SwingsitlikeHogan said:



			I'm thinking (from the video *some voyeuristic bystander*) that he was pretty pissed when he got out of the car - though being reported as 'being in shock'.  The fact that he has immediately taken himself into rehab and given a roadside breathalyzer failure suggests to me that the lads underlying problem will have long been alcohol and hence why he has admitted himself.  

That he was in rehab last year for addiction to painkillers - whilst a very real addiction for many - is the sort of cross-addiction alcoholics and drug addicts have.  And so when they go into a rehab/treatment centre what is put up front as the reason is often not the underlying problem - either to keep face and to provide an 'acceptable' reason - or as denial.

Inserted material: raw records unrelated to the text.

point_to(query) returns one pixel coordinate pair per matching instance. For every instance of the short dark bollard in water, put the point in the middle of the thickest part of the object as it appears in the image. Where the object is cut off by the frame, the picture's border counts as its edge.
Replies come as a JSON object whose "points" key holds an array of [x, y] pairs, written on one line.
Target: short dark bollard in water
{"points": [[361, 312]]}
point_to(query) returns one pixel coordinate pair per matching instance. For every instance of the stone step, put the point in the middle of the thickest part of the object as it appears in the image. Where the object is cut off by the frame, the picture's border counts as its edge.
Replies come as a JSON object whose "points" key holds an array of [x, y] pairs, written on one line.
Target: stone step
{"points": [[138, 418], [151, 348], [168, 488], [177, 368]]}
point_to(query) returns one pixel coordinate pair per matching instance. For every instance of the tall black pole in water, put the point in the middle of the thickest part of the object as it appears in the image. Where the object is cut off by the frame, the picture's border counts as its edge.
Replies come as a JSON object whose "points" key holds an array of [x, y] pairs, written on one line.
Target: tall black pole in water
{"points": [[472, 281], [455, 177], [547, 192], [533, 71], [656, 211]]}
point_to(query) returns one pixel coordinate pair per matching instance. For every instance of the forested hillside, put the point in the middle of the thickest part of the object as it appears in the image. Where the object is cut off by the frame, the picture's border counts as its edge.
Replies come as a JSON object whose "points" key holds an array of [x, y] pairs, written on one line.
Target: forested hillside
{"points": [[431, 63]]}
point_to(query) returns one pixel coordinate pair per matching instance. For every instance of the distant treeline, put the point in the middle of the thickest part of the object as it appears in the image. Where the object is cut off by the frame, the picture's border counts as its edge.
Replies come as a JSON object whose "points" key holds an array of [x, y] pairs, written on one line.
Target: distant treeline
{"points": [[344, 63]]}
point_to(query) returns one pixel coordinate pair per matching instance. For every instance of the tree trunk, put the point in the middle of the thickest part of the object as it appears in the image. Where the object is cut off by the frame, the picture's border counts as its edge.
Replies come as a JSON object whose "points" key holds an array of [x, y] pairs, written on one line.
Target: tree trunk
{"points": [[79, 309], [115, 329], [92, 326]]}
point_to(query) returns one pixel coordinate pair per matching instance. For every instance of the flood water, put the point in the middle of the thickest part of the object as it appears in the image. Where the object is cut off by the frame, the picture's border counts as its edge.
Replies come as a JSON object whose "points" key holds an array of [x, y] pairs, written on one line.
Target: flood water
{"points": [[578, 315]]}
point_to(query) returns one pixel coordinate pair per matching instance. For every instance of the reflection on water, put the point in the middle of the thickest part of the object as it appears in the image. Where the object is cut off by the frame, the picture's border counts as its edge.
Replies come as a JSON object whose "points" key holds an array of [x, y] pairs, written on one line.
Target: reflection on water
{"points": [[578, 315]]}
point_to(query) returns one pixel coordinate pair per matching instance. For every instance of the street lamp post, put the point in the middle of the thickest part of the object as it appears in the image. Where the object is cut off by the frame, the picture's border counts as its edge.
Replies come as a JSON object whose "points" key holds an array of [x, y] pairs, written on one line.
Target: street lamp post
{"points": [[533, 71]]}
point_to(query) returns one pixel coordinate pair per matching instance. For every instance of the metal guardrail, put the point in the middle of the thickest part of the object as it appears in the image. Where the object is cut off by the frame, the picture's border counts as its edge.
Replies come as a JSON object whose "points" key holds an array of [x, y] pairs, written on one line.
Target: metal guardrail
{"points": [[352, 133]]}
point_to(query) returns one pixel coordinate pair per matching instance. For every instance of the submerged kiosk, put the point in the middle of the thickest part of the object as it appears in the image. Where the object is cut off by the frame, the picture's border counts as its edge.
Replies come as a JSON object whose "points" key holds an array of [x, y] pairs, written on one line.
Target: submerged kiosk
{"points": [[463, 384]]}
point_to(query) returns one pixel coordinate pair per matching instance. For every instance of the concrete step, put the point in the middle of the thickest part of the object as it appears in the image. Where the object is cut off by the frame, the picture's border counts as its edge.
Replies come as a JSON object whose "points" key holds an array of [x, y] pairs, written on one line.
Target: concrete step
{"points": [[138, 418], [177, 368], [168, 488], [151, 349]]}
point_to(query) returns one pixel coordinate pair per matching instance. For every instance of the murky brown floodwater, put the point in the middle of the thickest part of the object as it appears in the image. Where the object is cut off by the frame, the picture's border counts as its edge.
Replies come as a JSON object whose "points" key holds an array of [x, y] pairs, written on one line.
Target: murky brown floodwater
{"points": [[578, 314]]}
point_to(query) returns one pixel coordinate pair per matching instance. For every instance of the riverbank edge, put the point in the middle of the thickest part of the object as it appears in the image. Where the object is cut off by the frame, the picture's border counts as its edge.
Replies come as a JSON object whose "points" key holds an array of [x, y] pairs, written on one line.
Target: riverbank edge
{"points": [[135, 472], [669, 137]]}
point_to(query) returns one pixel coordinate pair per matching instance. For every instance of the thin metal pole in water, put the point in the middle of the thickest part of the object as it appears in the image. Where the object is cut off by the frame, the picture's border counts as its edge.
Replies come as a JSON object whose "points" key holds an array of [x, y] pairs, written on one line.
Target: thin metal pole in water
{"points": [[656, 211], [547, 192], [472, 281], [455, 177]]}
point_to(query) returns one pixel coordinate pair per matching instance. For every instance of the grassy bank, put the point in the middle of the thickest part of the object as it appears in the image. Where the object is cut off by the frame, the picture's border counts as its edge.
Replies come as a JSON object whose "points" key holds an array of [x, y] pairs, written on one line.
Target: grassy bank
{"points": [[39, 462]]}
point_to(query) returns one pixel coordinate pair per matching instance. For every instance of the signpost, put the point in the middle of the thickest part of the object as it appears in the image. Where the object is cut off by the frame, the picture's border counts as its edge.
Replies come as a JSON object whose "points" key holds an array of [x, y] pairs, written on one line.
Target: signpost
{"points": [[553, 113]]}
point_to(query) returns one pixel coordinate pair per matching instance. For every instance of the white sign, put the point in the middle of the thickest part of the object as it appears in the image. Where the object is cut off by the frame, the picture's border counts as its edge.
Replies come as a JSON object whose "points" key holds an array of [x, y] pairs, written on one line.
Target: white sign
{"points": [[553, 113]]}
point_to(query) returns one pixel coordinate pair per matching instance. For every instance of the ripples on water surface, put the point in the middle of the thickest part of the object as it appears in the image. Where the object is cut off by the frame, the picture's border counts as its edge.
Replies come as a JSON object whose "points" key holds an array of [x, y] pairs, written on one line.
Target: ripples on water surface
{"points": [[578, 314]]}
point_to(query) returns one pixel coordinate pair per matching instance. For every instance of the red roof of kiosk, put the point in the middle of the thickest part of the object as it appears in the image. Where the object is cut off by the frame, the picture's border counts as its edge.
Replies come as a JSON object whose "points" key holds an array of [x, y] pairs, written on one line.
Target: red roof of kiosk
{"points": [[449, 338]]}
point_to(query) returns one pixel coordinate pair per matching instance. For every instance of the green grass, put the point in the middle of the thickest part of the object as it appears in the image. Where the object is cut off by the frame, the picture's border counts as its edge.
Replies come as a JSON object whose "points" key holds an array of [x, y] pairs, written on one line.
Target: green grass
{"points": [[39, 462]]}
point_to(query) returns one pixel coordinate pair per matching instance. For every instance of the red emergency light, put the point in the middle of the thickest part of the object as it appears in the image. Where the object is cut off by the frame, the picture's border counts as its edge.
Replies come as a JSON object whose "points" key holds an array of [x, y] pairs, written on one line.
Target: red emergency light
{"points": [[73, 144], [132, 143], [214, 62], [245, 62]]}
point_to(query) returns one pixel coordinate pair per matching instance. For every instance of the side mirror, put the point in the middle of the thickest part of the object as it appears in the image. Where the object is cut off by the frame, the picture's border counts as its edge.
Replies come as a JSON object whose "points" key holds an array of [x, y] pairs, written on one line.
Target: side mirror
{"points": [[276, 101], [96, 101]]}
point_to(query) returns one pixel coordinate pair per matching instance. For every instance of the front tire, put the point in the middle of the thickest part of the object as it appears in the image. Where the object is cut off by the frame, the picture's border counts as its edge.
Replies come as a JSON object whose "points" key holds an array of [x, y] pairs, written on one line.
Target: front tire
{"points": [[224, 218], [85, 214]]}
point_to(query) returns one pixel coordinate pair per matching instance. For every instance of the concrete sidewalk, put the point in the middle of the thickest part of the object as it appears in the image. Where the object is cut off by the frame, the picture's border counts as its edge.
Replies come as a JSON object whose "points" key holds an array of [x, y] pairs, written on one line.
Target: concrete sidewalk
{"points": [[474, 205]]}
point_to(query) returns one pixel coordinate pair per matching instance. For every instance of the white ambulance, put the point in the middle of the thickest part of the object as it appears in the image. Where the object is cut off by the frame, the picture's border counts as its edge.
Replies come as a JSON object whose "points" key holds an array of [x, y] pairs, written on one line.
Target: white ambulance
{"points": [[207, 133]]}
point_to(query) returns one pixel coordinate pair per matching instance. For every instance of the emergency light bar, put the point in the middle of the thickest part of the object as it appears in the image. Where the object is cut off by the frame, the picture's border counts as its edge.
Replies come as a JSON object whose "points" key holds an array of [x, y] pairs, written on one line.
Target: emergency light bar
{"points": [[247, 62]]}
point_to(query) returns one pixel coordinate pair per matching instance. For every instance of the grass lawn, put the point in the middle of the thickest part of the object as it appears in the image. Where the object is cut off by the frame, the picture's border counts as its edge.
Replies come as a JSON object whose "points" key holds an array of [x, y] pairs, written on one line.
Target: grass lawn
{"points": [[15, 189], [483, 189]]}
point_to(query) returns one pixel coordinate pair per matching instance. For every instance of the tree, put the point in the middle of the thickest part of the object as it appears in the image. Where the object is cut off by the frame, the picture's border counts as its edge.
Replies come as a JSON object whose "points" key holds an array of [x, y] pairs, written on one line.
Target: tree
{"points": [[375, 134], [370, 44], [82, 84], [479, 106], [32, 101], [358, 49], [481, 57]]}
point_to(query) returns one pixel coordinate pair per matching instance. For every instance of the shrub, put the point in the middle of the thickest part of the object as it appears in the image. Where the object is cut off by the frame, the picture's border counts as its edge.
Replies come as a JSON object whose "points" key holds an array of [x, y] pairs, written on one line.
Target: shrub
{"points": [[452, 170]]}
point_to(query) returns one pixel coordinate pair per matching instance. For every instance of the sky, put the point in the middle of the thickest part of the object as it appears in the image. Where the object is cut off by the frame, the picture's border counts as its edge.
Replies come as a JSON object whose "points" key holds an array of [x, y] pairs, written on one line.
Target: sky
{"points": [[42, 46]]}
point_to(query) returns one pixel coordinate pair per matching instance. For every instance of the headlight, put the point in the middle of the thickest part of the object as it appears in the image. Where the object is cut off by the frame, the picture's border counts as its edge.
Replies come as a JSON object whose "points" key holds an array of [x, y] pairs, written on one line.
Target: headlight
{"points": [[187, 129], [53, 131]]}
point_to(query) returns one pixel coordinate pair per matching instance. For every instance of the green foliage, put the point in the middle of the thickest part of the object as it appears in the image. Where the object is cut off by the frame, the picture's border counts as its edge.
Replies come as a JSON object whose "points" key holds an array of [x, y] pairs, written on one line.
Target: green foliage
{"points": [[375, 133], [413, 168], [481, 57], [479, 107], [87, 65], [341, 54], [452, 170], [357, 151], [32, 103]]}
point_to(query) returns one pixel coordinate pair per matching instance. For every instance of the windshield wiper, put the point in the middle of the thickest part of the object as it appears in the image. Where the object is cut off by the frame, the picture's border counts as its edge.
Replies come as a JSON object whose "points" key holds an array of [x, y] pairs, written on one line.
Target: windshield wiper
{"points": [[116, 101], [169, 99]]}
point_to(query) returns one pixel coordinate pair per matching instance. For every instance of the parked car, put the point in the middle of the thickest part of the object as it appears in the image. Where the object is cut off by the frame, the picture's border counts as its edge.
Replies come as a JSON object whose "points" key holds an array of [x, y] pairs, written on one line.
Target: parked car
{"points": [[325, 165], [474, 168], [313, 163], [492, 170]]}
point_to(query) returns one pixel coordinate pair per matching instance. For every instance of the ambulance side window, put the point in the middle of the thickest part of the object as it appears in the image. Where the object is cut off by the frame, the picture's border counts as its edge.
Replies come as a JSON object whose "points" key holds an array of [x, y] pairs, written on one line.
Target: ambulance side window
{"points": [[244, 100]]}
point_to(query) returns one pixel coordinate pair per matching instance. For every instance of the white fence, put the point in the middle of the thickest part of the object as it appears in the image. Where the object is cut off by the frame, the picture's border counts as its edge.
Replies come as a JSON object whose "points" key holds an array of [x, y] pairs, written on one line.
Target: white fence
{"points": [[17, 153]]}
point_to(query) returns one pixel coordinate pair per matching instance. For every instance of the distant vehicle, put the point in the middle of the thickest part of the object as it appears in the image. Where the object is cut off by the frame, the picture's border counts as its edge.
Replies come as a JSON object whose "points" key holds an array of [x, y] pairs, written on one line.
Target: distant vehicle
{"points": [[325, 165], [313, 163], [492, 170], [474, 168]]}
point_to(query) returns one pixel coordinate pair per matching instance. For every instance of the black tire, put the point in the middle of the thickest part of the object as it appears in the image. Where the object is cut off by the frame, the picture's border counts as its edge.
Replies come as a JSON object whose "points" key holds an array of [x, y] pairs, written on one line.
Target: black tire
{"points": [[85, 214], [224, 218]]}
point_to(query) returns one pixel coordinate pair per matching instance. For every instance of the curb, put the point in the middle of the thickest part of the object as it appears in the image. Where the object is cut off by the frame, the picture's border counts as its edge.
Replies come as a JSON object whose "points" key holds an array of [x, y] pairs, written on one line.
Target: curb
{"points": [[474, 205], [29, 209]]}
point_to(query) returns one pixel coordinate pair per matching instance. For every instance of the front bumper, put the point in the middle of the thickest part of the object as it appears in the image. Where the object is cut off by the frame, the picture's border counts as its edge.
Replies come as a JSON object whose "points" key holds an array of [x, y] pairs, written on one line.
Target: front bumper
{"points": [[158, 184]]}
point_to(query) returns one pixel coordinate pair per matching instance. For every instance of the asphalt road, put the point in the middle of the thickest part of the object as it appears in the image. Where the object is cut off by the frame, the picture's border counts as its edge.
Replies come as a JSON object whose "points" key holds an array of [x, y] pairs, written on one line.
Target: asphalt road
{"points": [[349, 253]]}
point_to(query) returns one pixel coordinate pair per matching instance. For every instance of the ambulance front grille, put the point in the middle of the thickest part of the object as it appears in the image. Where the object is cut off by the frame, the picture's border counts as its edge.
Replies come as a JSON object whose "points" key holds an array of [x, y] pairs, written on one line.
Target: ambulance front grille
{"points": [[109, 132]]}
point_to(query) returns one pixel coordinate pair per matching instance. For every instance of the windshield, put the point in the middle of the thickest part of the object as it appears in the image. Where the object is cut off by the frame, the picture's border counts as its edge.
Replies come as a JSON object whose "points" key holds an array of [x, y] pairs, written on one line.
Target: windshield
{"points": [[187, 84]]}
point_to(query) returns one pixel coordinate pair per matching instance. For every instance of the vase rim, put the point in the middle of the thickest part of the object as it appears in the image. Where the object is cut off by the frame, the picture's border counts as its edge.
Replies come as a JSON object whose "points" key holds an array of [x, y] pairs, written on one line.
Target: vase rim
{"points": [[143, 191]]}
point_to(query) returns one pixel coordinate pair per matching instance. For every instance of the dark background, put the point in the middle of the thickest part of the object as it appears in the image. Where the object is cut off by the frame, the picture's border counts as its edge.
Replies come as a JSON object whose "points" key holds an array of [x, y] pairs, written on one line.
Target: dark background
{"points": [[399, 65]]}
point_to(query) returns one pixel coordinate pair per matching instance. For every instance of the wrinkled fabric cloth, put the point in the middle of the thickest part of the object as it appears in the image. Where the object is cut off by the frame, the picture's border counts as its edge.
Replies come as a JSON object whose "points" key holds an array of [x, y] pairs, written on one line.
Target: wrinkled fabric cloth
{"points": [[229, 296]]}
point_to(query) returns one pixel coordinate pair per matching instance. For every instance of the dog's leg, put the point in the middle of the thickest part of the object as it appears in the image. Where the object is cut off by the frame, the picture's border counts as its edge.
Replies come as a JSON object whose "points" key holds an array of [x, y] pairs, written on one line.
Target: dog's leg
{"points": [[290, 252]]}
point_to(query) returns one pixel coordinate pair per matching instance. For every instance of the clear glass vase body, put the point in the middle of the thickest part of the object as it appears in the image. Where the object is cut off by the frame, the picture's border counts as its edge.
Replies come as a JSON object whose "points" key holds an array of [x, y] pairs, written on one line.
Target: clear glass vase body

I wish him well - and there is little point in castigating and publicly humiliating an alcoholic for drink driving - the alcoholic knows he shouldn't - but denial when in the grip of alcoholism is very strong and very difficult if not impossible to recognise and resist - even if, in this case, given the likely exhortations and pleading of his mum not to drive.

As I have read - alcoholism is the disease that makes you believe that you don't have the disease.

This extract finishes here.